Helical trilayer graphene in magnetic field: Chern mosaic and higher Chern number ideal flat bands

TL;DR

This paper explores the topological properties of flat bands in helical trilayer graphene under magnetic fields, revealing Chern mosaic patterns, phase transitions, and higher Chern number bands, with analytical insights into wave functions.

Contribution

It provides a detailed analysis of topological phase transitions and higher Chern number flat bands in helical trilayer graphene under magnetic fields, including analytical wave functions.

Findings

Flat zero-energy bands remain precisely flat at finite magnetic fields.

Topological phase transitions occur at specific magnetic flux values, leading to higher Chern number bands.

Modification of the Chern mosaic pattern under magnetic fields and insights into wave functions.

Abstract

Helical trilayer graphene (hTG) exhibits a supermoir\'e pattern with large domains centered around stacking points ABA and BAB, where two well-separated low-energy bands appear with different total Chern numbers at each valley, forming a Chern mosaic pattern. In the chiral limit, the low-energy bands become exactly flat at zero energy for magic-angle twists. Here we investigate these zero-energy flat bands and their topological properties in the presence of a perpendicular magnetic field.
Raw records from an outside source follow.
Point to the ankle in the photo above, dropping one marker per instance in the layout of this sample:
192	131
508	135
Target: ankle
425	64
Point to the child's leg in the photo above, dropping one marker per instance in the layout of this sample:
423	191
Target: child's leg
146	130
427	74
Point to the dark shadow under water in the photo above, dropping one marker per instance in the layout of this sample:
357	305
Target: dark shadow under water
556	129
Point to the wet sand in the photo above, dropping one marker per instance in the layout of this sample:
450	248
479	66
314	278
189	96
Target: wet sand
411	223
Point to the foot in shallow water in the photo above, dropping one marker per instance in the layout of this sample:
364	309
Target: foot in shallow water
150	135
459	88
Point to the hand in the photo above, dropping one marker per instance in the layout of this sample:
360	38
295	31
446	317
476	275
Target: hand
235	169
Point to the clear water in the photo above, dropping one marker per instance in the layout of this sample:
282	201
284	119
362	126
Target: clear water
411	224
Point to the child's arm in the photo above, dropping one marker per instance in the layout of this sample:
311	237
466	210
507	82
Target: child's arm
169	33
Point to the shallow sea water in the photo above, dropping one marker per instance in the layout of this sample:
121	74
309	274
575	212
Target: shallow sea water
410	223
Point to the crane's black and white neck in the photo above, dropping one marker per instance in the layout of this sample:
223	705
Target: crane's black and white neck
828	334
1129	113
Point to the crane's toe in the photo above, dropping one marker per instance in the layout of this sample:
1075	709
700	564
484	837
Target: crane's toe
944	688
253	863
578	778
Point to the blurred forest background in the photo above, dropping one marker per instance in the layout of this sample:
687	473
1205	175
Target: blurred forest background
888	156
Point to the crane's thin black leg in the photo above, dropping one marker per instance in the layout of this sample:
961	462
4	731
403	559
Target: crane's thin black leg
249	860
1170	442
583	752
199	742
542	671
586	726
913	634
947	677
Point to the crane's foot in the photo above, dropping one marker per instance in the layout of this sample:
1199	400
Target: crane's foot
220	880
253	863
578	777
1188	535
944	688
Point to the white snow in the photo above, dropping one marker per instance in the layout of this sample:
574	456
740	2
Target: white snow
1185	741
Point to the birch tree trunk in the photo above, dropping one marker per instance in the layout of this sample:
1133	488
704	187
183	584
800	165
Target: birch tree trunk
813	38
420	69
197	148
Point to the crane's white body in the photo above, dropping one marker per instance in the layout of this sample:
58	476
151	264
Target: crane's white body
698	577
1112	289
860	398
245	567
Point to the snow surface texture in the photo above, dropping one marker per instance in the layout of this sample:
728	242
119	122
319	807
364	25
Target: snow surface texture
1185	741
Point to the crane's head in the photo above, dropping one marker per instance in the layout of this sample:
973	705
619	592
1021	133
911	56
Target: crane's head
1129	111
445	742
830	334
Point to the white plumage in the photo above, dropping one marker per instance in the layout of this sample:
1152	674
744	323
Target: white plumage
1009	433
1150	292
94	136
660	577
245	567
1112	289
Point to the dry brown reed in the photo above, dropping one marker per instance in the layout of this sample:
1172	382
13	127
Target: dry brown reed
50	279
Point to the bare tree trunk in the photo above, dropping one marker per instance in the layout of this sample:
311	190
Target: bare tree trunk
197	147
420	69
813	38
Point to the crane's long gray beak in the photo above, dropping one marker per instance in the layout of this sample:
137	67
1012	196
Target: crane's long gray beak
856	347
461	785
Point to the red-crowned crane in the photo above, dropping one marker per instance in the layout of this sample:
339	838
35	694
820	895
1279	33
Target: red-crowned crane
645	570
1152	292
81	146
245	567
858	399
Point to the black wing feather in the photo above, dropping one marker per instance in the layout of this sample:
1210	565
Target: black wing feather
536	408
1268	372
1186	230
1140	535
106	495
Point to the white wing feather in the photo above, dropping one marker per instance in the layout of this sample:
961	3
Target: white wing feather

We show that hTG retains the precise flatness of the zero-energy bands, even at finite magnetic fields. We find topological phase transitions at fields corresponding to unit and half magnetic flux leading to an emergence of higher Chern number flat bands. Consequently the Chern mosaic gets modified for finite magnetic fields. We further find the analytical forms of zero-energy wave functions and identify a set of hidden wave functions, which gives crucial insights into both the topological transitions and enhancement of Chern numbers across them. We also find topological transitions away from the chiral limit with finite corrugations and at different magic angles.